RCO Fact Extractor SDK- a tool of the computer analysis of textual information. The package is designed for developers of information-analytical and search engines. RCO Text Categorization Engine- Developer library for information retrieval systems, allowing based on lexical profiles define the text belonging to a given set of categories to get the number of entries and the position of the selected term in the text. Project iPavlov- overcoming technological barriers in the field of meaningful human-machine communication in natural language through the creation and introduction to business practice tools, reducing the threshold of entry into the market of text dialogue systems. The goal is realized through the following tasks: research and development of network architectures for working with text in a natural language. Creating views analysis system is a challenging task, but doable if there is data for training and pre-defined theme. [14] When using machine learning is important to test different options to pick the ones that work best on the test data. It needs to test different algorithms for classification (NB, SVM), a set of features (unigrams, bigrams, the character N-gram), signs the weighing function. There are many ways to improve the classification key, such as the use of tonal dictionaries, additional linguistic features (eg, parts of speech), and general methods for the improvement of machine learning (boosting, Bagging and others.). [16]

Results

We have decided to compare two methods. It is approaches based on dictionaries and machine learning with a teacher. For machine learning we applied an algorithm:  First of all, it needs to choose a collection of documents based on which the classifier will be trained;  Each document must be presented as a vector of features (aspects);  Further, each document must be assigned the correct type of sentiment;  It is necessary to choose a classification algorithm and method for training the classifier;  Application of the resulting model.

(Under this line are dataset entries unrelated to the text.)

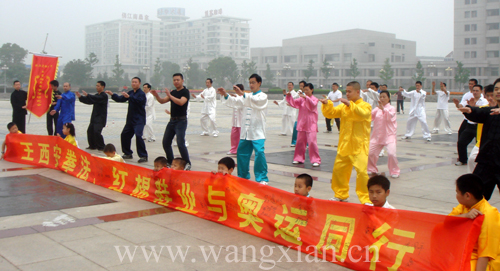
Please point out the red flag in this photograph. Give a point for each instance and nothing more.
(43, 70)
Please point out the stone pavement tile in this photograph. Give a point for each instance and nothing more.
(6, 266)
(100, 249)
(73, 263)
(26, 220)
(136, 230)
(73, 234)
(32, 248)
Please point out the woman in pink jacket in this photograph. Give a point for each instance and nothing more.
(383, 134)
(307, 126)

The participles of working program are:  Lemmatization of a document - bringing all words in a document to their initial form using the pymorphy2 morphological analyzer, removing punctuation marks, service parts of speech, words that contain letters of the Latin alphabet.  Allocation of text features - the document is compared with 3 numbers, which are a numerical characteristic of its emotional coloring, calculated using the TF-IDF formula. Weights are calculated for using unigrams (document words one at a time), bigrams (a combination of two words) and trigrams (a combination of 3 words).  Determining the document class ("positive", "negative") using the Naive Bayesian classifier.

For approaches based on dictionaries we have followed algorithm:  Data cleaning. All text is scanned and extra characters are removed;  All words are reduced to their initial form, using OpenCorpora;  After using tonal dictionaries as well as dictionaries expressions and idioms, words are weighted;  In addition to calculating negative, neutral and positive tonalities, emotions are calculated using OCC model;  After determining the key and calculating the values 16  emotions, the program evaluates the tonality of the text. The calculation of emotions is one of the important processes, because their identification improves the operation of the sentiment determination algorithm, and at the same time checks it for errors.

A dataset was selected for testing our programs. There were 30000 tweets that had been determined. Program based on machine learning with a teacher made a mistake 32% of the time. Program based on dictionaries approaches made a mistake 25% of the time. In this way approach based on dictionaries works better than approach based on machine learning with a teacher.

Discussion and further directions

Sentiment analysis is a field of computational linguistics devoted to the automatic identification of assessments, emotions of a person regarding entities in the text, or the identification of a general assessment of the emotionality of a statement. Tonality is the emotional color expressed in the text. This analysis is used both for commercial purposes and for solving scientific research problems.

There are two types of opinions - simple and comparative. Most of the works devoted to this area of research are engaged in identifying simple opinions, since comparative ones are extremely difficult to analyze.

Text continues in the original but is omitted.